The past two days have been a much needed break from the Taiwanese city overload. I was having a difficult time acclimating to the climate, time change, and food which left me in a constant state of mild nausea, but we have been getting out of the city and I feel tons better.
Yesterday we rented bikes at our apartment complex and took a trail that boarders the river to the neighboring town Danshui. It was such a relief to ride under the shade of thick overgrowth and be able to breathe fresh air without the fear of triggering my gag reflex.
Danshui is only 3 miles away and has had a lot of recent development. The city is fairly well planned and has some interesting modern architectural elements mixed among the ancient.
We parked our bikes along the river in an area that is similar to a carnival where the restaurants sell fried Taiwanese “fair food” and the booths offer cheap thrills (balloon pops and prizes—that type of thing). The main attraction is this “shuaige” (handsome man—even though he’s kind of ugly) who does ice cream tricks. He thinks he is hot stuff, and although he may not be, he was very entertaining.
We explored a few temples and hidden alleys and stumbled upon interesting antique shops. I’m a big fan of Danshui. It has sidewalks.
Today was also an excellent day. Britton and Chris had to register for classes, so we took the 45 minute subway ride to their university which mercifully had a waffle hut on campus. So random, but so appreciated. It was 5 minutes of Nutella, bananas, and funky tasting waffles that I wouldn’t trade for the world.
At the registration office Heather accidentally told the gal who was helping students fill out paper work that she and I were married. It was the first language mishap of the trip but it was pretty funny.
We then jumped back on the subway, backtracked past home and then some, boarded a bus, and rode to the north part of the island to the ocean. It was one of my first looks at untouched Taiwan and it was beautiful. Mountains sharp and jagged as shark’s teeth jutted through the terrain but were softened by a blanket of heavy tropical greenery. The bus stopped less and less as we progressed and the small beach towns grew further and further apart.

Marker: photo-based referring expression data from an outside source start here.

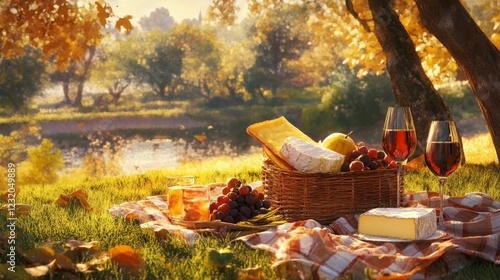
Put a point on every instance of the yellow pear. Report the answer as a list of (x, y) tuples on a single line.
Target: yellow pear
[(340, 143)]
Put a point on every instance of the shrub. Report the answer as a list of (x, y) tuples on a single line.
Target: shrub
[(42, 165), (347, 103), (102, 154)]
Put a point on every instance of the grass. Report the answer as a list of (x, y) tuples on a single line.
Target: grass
[(48, 223)]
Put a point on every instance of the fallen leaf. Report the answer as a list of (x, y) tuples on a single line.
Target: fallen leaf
[(64, 262), (79, 195), (18, 209), (250, 273), (83, 201), (41, 255), (39, 270), (9, 195), (200, 137), (129, 259), (73, 244)]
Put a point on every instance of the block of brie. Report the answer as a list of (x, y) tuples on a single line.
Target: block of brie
[(404, 223), (308, 157)]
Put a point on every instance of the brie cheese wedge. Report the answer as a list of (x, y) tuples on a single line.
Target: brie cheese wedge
[(308, 157), (405, 223)]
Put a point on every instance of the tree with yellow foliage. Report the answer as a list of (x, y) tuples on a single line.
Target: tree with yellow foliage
[(401, 37), (63, 29)]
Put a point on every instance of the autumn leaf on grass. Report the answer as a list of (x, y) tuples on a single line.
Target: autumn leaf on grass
[(18, 209), (200, 137), (254, 273), (9, 195), (81, 250), (39, 270), (78, 195), (129, 259)]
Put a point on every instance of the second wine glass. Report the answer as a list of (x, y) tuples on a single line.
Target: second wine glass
[(443, 155), (399, 139)]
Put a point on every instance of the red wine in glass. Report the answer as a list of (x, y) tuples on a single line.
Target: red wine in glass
[(399, 144), (399, 139), (443, 158), (443, 154)]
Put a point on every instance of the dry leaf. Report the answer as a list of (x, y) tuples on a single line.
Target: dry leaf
[(250, 273), (39, 270), (128, 258), (200, 137), (19, 208), (79, 195), (64, 262), (9, 195), (80, 245), (42, 255)]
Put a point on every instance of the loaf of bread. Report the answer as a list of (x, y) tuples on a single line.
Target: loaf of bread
[(271, 134)]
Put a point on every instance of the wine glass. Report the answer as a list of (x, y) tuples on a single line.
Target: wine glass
[(443, 155), (399, 139)]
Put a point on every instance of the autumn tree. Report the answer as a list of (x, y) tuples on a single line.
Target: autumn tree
[(159, 18), (154, 60), (202, 56), (20, 79), (282, 39), (74, 77), (55, 26), (388, 35), (110, 72)]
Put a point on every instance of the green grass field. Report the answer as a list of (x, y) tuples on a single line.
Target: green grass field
[(51, 225)]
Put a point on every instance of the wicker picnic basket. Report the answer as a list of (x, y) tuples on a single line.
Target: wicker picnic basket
[(326, 196)]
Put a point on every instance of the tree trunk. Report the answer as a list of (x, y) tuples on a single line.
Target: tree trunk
[(412, 87), (474, 53), (67, 99), (89, 59)]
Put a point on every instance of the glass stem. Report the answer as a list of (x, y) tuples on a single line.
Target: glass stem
[(441, 192), (398, 186)]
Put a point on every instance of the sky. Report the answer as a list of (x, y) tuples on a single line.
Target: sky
[(179, 9)]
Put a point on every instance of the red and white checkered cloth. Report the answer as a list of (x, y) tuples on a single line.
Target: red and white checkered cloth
[(309, 250)]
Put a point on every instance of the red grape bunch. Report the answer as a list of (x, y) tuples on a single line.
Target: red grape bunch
[(364, 158), (238, 202)]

Our stop came and we were immediately greeted by the salty sticky ocean wind on our skin. The water was warm and the blue green expanse was a sight for sore eyes.

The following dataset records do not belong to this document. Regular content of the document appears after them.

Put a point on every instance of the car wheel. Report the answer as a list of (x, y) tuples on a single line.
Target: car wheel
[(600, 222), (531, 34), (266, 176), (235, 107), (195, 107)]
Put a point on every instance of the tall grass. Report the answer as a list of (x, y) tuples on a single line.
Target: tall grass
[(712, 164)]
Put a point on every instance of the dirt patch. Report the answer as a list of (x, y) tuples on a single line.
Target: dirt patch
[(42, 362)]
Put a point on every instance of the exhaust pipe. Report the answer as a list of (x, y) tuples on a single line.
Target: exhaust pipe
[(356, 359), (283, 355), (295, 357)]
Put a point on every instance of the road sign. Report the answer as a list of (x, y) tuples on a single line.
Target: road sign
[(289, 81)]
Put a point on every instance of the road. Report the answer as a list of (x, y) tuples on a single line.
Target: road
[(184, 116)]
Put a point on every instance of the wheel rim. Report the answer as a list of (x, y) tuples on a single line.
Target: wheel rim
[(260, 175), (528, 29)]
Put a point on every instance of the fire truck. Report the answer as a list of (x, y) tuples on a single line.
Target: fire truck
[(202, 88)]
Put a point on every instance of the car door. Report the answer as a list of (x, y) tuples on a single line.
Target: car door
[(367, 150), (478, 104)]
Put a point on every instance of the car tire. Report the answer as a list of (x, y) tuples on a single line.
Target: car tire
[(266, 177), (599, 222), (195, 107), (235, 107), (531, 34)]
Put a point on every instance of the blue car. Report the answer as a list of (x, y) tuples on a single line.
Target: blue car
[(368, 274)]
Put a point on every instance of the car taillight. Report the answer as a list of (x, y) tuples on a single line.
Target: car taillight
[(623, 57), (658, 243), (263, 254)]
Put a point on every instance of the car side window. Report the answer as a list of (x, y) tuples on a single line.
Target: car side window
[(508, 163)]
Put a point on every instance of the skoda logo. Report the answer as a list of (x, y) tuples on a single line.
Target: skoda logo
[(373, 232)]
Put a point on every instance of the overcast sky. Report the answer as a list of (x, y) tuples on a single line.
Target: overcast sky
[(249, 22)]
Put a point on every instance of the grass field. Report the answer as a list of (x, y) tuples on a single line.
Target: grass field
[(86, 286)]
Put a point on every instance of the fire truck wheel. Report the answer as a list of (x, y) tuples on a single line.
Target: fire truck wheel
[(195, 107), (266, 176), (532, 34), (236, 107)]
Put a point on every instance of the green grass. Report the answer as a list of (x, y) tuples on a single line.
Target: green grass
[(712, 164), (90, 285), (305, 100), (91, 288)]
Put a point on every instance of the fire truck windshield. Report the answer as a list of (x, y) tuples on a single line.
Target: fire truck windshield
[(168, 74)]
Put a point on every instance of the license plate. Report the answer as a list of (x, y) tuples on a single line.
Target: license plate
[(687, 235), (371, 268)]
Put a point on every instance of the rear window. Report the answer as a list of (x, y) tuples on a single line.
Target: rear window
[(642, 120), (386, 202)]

After we got back to our apartment building we decided to give the swimming pools a whirl. In addition to a lap pool there are other shallow pools used for healing and health purposes. One has huge showerhead like pipes that spray out streams of water with the force of a fire hose. People get beat to death under it but claim it feels like a massage. I gave it a try and could hardly breathe it was jarring my lungs so badly. There are also semi-circle alcoves with jets, a whirlpool, saunas, and an area with slightly submerged metal plates to lay on that shoot out streams of air.
After feeling adventurous and revitalized by being pounded with a combination of air streams and water, we decided to complete our “healing” experience in the natural hot springs.
Apparently its ancient tradition or something, but the spring pools are to be absorbed nude—a spa for the men and a spa for the women. I was not on board with the whole naked idea, so the guy overseeing the pool assured us that if we wanted to keep our swimsuits on, we could. Heather and I didn’t make it far into the spa before our retinas got burnt out by old ama’s naked bodies. They stared us down, and said something angrily in Chinese and pointed to our swimsuits. We got the point and chickened out. It was clear who ran the show in there, and it wasn’t the pool guy or us.